Elas não devem assumir que o leitor tenha um conhecimento prévio do domínio.

Por exemplo, a sentença na Tabela 8.2 expressa vários requisitos e inclui cláusulas condicionais.

Identificador: RF001 Requisito: Controle de Portaria
Para realizar o controle de entrada e saída na portaria deve ser realizado o cadastro do visitante através dos seguintes atributos: Nome, Registro Geral e Imagem. Caso a visita tenha sido liberada pelo condomínio, então pode ser registrada a data e hora em que o visitante acessou a portaria. Ao sair do condomínio, deve ser registrada a data e hora em que o visitante saiu, mas só deve ser permitido para visitante com registro de entrada e sem registro de saída.

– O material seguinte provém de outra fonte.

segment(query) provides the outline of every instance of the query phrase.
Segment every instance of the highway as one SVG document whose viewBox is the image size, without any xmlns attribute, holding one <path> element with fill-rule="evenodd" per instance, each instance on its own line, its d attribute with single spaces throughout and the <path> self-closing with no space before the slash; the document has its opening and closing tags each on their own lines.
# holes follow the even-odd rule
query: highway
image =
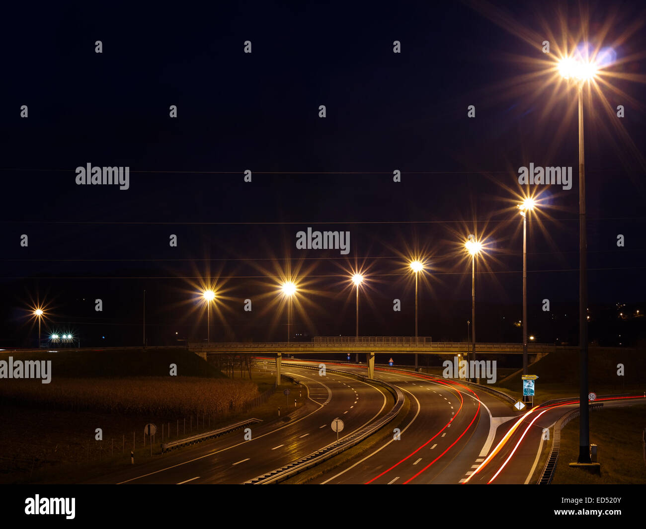
<svg viewBox="0 0 646 529">
<path fill-rule="evenodd" d="M 345 423 L 342 437 L 387 413 L 393 404 L 388 391 L 351 377 L 319 377 L 317 371 L 291 366 L 284 373 L 309 391 L 307 404 L 291 414 L 289 420 L 284 417 L 253 426 L 250 441 L 236 430 L 87 482 L 242 483 L 335 442 L 336 433 L 330 426 L 334 419 Z"/>
<path fill-rule="evenodd" d="M 289 418 L 253 426 L 250 441 L 237 430 L 87 482 L 242 483 L 335 442 L 336 434 L 330 427 L 334 419 L 345 422 L 342 438 L 392 408 L 389 392 L 351 376 L 364 376 L 365 364 L 326 363 L 328 369 L 346 371 L 348 376 L 328 372 L 320 377 L 316 369 L 305 368 L 318 364 L 294 360 L 284 363 L 284 374 L 307 389 L 307 403 Z M 383 366 L 375 367 L 375 378 L 404 392 L 410 402 L 407 411 L 375 434 L 377 442 L 368 450 L 307 482 L 532 482 L 545 442 L 543 429 L 578 404 L 564 400 L 519 412 L 509 402 L 459 380 Z M 598 402 L 605 406 L 627 404 L 616 397 L 600 397 Z M 400 430 L 399 439 L 394 438 L 395 426 Z"/>
<path fill-rule="evenodd" d="M 331 367 L 366 372 L 365 366 Z M 410 399 L 400 440 L 386 428 L 386 438 L 368 453 L 312 482 L 457 484 L 484 459 L 497 430 L 503 430 L 497 427 L 521 415 L 510 404 L 484 391 L 477 394 L 459 381 L 383 367 L 375 368 L 375 377 Z"/>
</svg>

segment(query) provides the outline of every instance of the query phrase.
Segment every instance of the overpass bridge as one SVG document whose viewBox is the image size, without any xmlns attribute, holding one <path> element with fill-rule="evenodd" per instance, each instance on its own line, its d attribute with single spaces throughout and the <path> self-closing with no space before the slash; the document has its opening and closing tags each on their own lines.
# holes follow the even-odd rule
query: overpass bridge
<svg viewBox="0 0 646 529">
<path fill-rule="evenodd" d="M 366 355 L 368 377 L 374 378 L 375 355 L 450 355 L 469 353 L 472 345 L 466 342 L 432 342 L 430 337 L 420 337 L 415 340 L 411 337 L 317 337 L 311 342 L 245 342 L 189 343 L 189 351 L 205 360 L 214 354 L 271 354 L 276 355 L 276 380 L 280 383 L 280 362 L 283 354 L 332 355 L 340 353 L 361 353 Z M 576 347 L 563 347 L 550 344 L 528 344 L 527 353 L 534 359 L 557 350 L 572 349 Z M 522 344 L 475 344 L 476 356 L 481 355 L 522 355 Z"/>
</svg>

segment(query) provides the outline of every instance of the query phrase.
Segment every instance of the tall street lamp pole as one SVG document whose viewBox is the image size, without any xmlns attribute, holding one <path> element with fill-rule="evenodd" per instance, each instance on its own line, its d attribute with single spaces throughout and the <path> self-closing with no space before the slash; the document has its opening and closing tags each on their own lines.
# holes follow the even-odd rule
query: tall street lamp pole
<svg viewBox="0 0 646 529">
<path fill-rule="evenodd" d="M 472 360 L 475 362 L 475 256 L 482 250 L 482 243 L 476 241 L 475 238 L 470 235 L 464 243 L 466 251 L 471 255 L 471 347 Z M 479 369 L 478 373 L 479 374 Z M 480 383 L 478 377 L 477 383 Z"/>
<path fill-rule="evenodd" d="M 424 265 L 419 261 L 413 261 L 410 267 L 415 273 L 415 343 L 417 344 L 417 276 L 424 269 Z M 415 353 L 415 370 L 417 370 L 417 353 Z"/>
<path fill-rule="evenodd" d="M 536 202 L 528 197 L 518 205 L 523 217 L 523 374 L 527 372 L 527 215 L 533 211 Z M 523 399 L 525 396 L 523 395 Z"/>
<path fill-rule="evenodd" d="M 585 170 L 583 152 L 583 86 L 579 86 L 579 344 L 581 385 L 579 388 L 579 463 L 589 463 L 590 408 L 588 403 L 588 260 L 585 225 Z"/>
<path fill-rule="evenodd" d="M 363 282 L 364 277 L 361 274 L 355 274 L 352 276 L 352 282 L 355 284 L 357 287 L 357 325 L 355 333 L 355 343 L 357 344 L 359 341 L 359 285 Z M 355 361 L 359 364 L 359 353 L 357 353 L 355 357 Z"/>
<path fill-rule="evenodd" d="M 580 55 L 580 54 L 579 54 Z M 565 79 L 575 78 L 579 107 L 579 463 L 590 457 L 590 408 L 588 400 L 588 262 L 585 215 L 585 166 L 583 150 L 583 87 L 593 79 L 598 65 L 587 57 L 566 57 L 559 65 Z"/>
<path fill-rule="evenodd" d="M 202 293 L 202 297 L 206 301 L 206 341 L 211 343 L 211 302 L 215 299 L 215 293 L 213 290 L 206 290 Z"/>
</svg>

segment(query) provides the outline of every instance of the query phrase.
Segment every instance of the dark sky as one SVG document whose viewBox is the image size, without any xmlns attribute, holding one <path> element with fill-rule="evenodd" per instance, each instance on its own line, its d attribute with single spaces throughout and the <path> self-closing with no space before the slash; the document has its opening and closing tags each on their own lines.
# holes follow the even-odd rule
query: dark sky
<svg viewBox="0 0 646 529">
<path fill-rule="evenodd" d="M 482 317 L 499 306 L 496 318 L 520 315 L 522 233 L 513 207 L 518 168 L 530 162 L 570 166 L 574 180 L 569 191 L 543 186 L 530 222 L 530 314 L 547 317 L 544 298 L 555 313 L 576 307 L 576 92 L 531 76 L 548 60 L 536 47 L 550 34 L 559 39 L 562 26 L 572 34 L 585 26 L 594 45 L 616 45 L 609 71 L 643 78 L 646 32 L 631 30 L 646 20 L 641 3 L 302 3 L 7 9 L 3 342 L 25 343 L 30 324 L 21 311 L 39 299 L 52 307 L 51 329 L 138 344 L 144 289 L 151 340 L 167 343 L 171 330 L 199 338 L 199 312 L 180 304 L 198 282 L 187 278 L 209 269 L 226 290 L 218 339 L 282 339 L 284 311 L 262 276 L 284 269 L 287 257 L 309 278 L 297 331 L 353 334 L 353 297 L 335 276 L 356 262 L 373 280 L 361 333 L 410 335 L 412 275 L 400 256 L 414 249 L 430 267 L 421 282 L 420 334 L 461 339 L 470 269 L 459 243 L 474 231 L 489 248 L 477 280 Z M 251 54 L 244 53 L 247 40 Z M 594 306 L 638 303 L 645 291 L 645 167 L 636 154 L 646 132 L 645 85 L 608 82 L 603 97 L 610 108 L 623 105 L 625 117 L 609 116 L 597 95 L 585 110 Z M 75 168 L 88 163 L 129 167 L 130 189 L 77 185 Z M 395 169 L 401 182 L 393 182 Z M 308 226 L 349 231 L 349 253 L 297 249 L 296 233 Z M 251 314 L 242 311 L 247 298 Z M 392 311 L 395 298 L 401 313 Z M 516 340 L 501 325 L 483 327 L 483 340 Z"/>
</svg>

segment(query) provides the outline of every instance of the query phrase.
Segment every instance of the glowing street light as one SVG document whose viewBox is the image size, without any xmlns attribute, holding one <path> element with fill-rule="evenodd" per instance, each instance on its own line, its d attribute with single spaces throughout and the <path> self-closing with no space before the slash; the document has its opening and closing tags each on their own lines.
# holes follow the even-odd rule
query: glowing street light
<svg viewBox="0 0 646 529">
<path fill-rule="evenodd" d="M 45 311 L 40 307 L 37 307 L 34 309 L 32 313 L 34 316 L 38 318 L 38 348 L 40 348 L 40 324 L 41 320 L 43 319 L 43 316 L 45 315 Z"/>
<path fill-rule="evenodd" d="M 583 87 L 594 80 L 598 70 L 596 57 L 590 58 L 587 48 L 579 48 L 574 56 L 565 57 L 559 63 L 564 79 L 577 83 L 579 99 L 579 346 L 581 347 L 579 406 L 579 463 L 590 462 L 590 408 L 588 402 L 588 263 L 585 227 L 585 169 L 583 150 Z"/>
<path fill-rule="evenodd" d="M 483 245 L 470 235 L 464 242 L 464 249 L 471 256 L 471 347 L 473 360 L 475 361 L 475 256 L 482 251 Z M 480 380 L 477 382 L 479 383 Z"/>
<path fill-rule="evenodd" d="M 355 333 L 355 342 L 359 342 L 359 285 L 363 283 L 364 276 L 359 273 L 354 274 L 351 280 L 355 284 L 355 286 L 357 287 L 357 332 Z M 355 361 L 359 364 L 359 353 L 356 353 L 355 357 Z"/>
<path fill-rule="evenodd" d="M 424 269 L 424 264 L 417 259 L 410 264 L 410 269 L 415 273 L 415 342 L 417 343 L 417 275 Z M 415 353 L 415 370 L 417 370 L 417 353 Z"/>
<path fill-rule="evenodd" d="M 291 322 L 291 298 L 296 294 L 297 290 L 296 284 L 293 281 L 286 281 L 280 286 L 280 290 L 285 297 L 287 298 L 287 342 L 291 341 L 291 335 L 289 333 L 289 326 Z"/>
<path fill-rule="evenodd" d="M 526 197 L 518 204 L 523 217 L 523 374 L 527 373 L 527 214 L 536 207 L 536 201 Z M 525 396 L 523 395 L 523 399 Z"/>
<path fill-rule="evenodd" d="M 202 293 L 202 298 L 206 302 L 206 341 L 211 342 L 211 303 L 215 299 L 215 293 L 213 290 L 205 290 Z"/>
</svg>

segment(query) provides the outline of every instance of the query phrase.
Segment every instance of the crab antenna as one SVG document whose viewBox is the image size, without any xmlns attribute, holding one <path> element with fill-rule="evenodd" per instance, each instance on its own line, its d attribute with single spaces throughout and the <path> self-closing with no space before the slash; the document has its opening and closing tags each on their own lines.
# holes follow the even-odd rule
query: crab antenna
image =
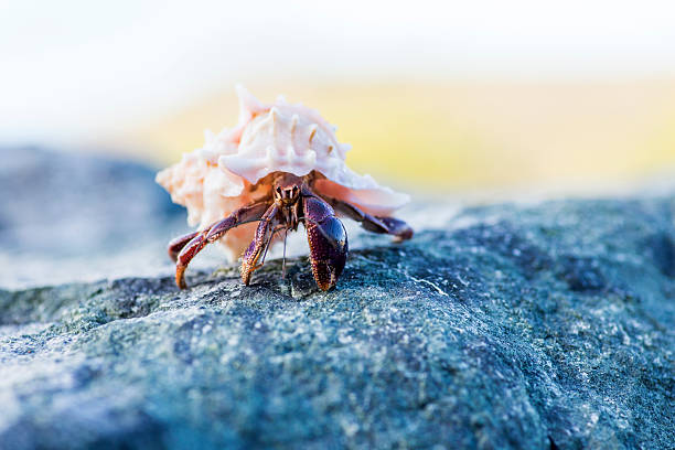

Tabela 8.2: Como não especificar requisitos por sentenças textuais.

Os mesmos requisitos deveriam ser reestruturados conforme a Tabela 8.3.

Identificador: RF001 Requisito: Manter Cadastro de Visitante
O condômino cadastra o visitante registrando o Nome e Registro Geral.
Identificador: RF002 Requisito: Liberar Acesso de Visitante
O condômino cadastra a liberação de acesso selecionando um visitante já cadastrado e indica o período (data e hora de início e data e hora de fim) para realizar a visita.
Identificador: RF003 Requisito: Registrar Entrada de Visitante
O porteiro ou guarda verifica que a documentação apresentada pelo visitante confere com os dados apresentados na liberação de acesso (Nome do Visitante e o Registro Geral) e registra a data e hora em que o visitante entrou no condomínio.

Tabela 8.3: O resultado da reformulação das sentenças textuais.

A representação das condicionantes que se aplicam em um nível superior, no encadeamento dos processos em que os requisitos se inserem, deve ser feita por meio da modelagem de processos, por exemplo.

O detalhamento dos requisitos identificados nas sentenças textuais pode ser realizado por meio de casos de uso e especificações de regras de negócio ou mesmo outros métodos não documentais como a prototipação. Quanto às especificações de mudança, segue a mesma lógica.

Deve-se ressaltar que alcançar o marco de consolidação do escopo não implica em esgotar a identificação de todos os requisitos, assim como alcançar o marco do detalhamento dos requisitos não implica em esgotar a descrição do passo-a-passo e das regras de negócio que se apliquem a esses requisitos.

Ou seja, ainda que o marco de consolidação do escopo seja alcançado, é possível que ainda haja itens de importância secundária em cinza – escondendo vários requisitos funcionais e não funcionais a descobrir como dentro do escopo (preto) ou fora (branco) em requisitos como “emitir relatórios gerenciais”. Ainda que o projeto tenha ultrapassado o marco citado, novas especificações indicando quais requisitos funcionais farão parte do escopo serão elaboradas como histórias do usuário ou elementos em uma lista de requisitos mais refinada.

Não se descarta a hipótese de elaborar especificações de requisitos após o projeto, implementação, testes, etc. que, obviamente, não as puderam utilizar. Certamente, não se recomenda essa prática. Coloca-se como uma possibilidade com um intuito de minimizar danos, porque ao menos se retém a informação numa perspectiva de requisitos e desde que haja a intenção de promover sua atualização conforme o produto evolui.